There were lots of people in their traditional dirndls and lederhosen too. We learned that the traditional colors for this Salzkammergut area are pink, purple, and green.
And I need to confirm this, but one of the students told me that the Goldhauben caps are passed down from woman to woman when she is married. And allegedly that she has to give it back if she gets divorced. It looks to me like they're an order or sorority or society of Goldhauben women.
The Archbishop of Salzburg came down to officiate at the high mass, and we were grateful to get seats, because it was standing room only. I liked the little bits that Rob translated for me: that the archbishop has considered the change in greeting from traditional "Grüss Gott" to the more modern "Hallo"; he likes to pretend that the kids are saying "hallelujah" to each other. And he blessed those who doubt, recognizing that it is an important thing, and prayed that they might someday like Thomas, the great doubter, be able to feel the marks in the hands and side and say, with him, "My Lord, My God." 
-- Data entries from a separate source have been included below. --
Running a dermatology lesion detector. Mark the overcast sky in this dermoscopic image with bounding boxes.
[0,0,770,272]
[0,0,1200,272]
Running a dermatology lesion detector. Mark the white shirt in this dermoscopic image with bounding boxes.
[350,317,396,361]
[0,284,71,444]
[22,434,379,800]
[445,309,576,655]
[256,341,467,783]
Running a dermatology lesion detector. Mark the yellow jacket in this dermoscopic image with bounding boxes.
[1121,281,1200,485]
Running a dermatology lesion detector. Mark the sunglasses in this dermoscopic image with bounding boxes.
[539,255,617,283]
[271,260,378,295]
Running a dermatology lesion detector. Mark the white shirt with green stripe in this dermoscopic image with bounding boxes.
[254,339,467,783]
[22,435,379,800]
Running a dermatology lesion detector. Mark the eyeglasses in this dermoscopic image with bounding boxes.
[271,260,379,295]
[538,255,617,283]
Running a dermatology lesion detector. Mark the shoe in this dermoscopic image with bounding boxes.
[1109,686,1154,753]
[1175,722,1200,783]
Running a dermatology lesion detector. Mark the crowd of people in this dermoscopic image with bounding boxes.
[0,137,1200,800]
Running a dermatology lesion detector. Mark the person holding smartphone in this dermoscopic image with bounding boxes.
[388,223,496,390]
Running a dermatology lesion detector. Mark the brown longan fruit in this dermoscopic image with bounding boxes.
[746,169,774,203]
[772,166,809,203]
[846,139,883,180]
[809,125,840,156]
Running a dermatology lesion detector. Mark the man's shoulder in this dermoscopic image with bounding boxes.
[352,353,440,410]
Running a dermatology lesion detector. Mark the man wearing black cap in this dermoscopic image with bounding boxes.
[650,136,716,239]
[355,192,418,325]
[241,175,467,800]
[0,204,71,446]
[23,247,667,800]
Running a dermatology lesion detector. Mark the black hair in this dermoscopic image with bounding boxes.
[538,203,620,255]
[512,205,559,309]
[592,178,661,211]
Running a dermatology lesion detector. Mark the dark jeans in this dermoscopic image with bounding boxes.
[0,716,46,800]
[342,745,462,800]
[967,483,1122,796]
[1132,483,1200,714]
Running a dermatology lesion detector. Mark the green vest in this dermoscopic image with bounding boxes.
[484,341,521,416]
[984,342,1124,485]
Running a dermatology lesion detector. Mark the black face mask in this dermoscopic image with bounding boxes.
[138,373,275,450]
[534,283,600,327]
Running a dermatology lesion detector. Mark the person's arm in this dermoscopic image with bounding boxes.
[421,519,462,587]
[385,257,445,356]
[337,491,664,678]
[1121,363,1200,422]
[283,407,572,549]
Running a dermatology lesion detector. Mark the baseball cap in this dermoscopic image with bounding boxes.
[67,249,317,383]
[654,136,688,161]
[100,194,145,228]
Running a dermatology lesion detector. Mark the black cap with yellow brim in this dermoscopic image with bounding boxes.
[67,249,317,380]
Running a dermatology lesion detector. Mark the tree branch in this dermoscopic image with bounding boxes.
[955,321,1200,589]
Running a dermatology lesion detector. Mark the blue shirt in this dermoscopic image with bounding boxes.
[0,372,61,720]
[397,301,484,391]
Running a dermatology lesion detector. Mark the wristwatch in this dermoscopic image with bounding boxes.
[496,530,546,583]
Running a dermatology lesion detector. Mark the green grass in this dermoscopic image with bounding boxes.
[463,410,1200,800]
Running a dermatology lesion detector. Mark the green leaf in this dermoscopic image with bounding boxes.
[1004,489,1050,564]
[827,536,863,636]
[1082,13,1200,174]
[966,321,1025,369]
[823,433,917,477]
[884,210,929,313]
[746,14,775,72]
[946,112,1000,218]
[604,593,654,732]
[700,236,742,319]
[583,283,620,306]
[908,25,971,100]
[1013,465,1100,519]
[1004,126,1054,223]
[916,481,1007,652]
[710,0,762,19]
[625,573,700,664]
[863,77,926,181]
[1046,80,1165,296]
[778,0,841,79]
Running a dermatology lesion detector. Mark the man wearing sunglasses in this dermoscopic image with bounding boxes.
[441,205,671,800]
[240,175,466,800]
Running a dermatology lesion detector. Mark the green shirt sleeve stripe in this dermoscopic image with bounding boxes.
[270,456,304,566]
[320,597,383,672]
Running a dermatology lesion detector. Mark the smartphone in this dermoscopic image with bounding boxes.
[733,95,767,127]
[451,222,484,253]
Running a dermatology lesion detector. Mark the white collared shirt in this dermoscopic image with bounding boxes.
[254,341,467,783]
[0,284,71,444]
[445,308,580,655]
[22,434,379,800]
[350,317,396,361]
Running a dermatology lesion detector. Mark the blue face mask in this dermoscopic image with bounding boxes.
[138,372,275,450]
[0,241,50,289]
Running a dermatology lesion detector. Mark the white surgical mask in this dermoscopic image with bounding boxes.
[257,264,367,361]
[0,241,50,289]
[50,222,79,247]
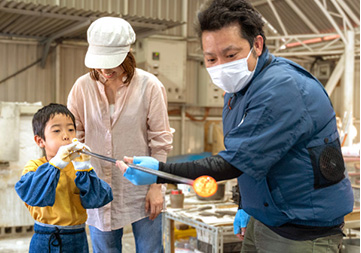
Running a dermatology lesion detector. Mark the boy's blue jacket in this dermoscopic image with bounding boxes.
[219,49,354,227]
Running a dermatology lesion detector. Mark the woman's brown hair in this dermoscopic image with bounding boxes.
[90,52,137,85]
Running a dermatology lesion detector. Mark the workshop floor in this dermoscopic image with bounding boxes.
[0,227,135,253]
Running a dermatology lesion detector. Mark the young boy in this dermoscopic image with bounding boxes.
[15,104,113,253]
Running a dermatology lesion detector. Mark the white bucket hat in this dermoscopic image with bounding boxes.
[85,17,135,69]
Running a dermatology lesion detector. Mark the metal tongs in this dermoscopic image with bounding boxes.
[76,149,194,185]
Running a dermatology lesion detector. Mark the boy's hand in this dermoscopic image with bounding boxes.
[49,142,79,169]
[72,140,92,170]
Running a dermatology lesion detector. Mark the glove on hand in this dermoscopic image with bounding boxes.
[233,209,251,235]
[124,156,159,185]
[49,142,79,169]
[72,139,92,170]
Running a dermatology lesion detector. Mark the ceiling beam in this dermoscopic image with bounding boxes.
[267,0,288,35]
[314,0,348,45]
[325,54,345,96]
[41,20,91,68]
[337,0,360,26]
[286,0,320,34]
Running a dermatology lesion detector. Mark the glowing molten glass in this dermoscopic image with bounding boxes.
[193,176,218,198]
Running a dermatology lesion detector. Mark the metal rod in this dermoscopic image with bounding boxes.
[79,150,194,185]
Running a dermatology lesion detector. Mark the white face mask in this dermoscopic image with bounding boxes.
[207,48,258,93]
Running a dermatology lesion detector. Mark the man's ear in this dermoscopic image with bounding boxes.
[253,35,263,57]
[34,135,45,148]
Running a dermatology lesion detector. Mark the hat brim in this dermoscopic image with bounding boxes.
[84,52,128,69]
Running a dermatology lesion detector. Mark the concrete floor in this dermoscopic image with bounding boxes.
[0,227,135,253]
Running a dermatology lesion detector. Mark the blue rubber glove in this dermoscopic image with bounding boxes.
[233,209,251,235]
[124,156,159,185]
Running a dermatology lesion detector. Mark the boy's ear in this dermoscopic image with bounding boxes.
[34,135,45,148]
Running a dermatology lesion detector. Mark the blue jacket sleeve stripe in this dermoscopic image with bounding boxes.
[15,163,60,207]
[75,170,113,209]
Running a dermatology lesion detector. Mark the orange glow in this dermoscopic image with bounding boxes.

Then we rushed down to the pier where Gretl had gotten us reservations on the brand new Hallstatt boat. We hopped on board and pushed out a ways so that we could see the Archbishop lead the Corpus Christi procession.
In other places, the procession is done on land, carrying the Blessed Sacrament over fields and meadows lined by cut trees, but here, because of lack of space, the procession has been done out on the lake for about 400 years.
Instead, all of the boats are decorated with beech branches, and everyone out on the water follows the archbishop's boat around as he takes the Blessed Sacrament out over the water. In many places the volunteer firemen dress up and participate. Here, it was the firemen's association boat which pushed a large raft carrying the village band.
The boat in back with the arch (and what looks like a holy outhouse) is the Archbishop's boat. The little one in front is called a Fuhr, and they are the local boat, designed to carry heavy loads in shallow water.

[click to enlarge] And this gives you more of an idea of the whole scene. It was yet another sublimely picturesque event at Hallstatt. So mark your calendars for the Thursday after Trinity Sunday and make it a point to come!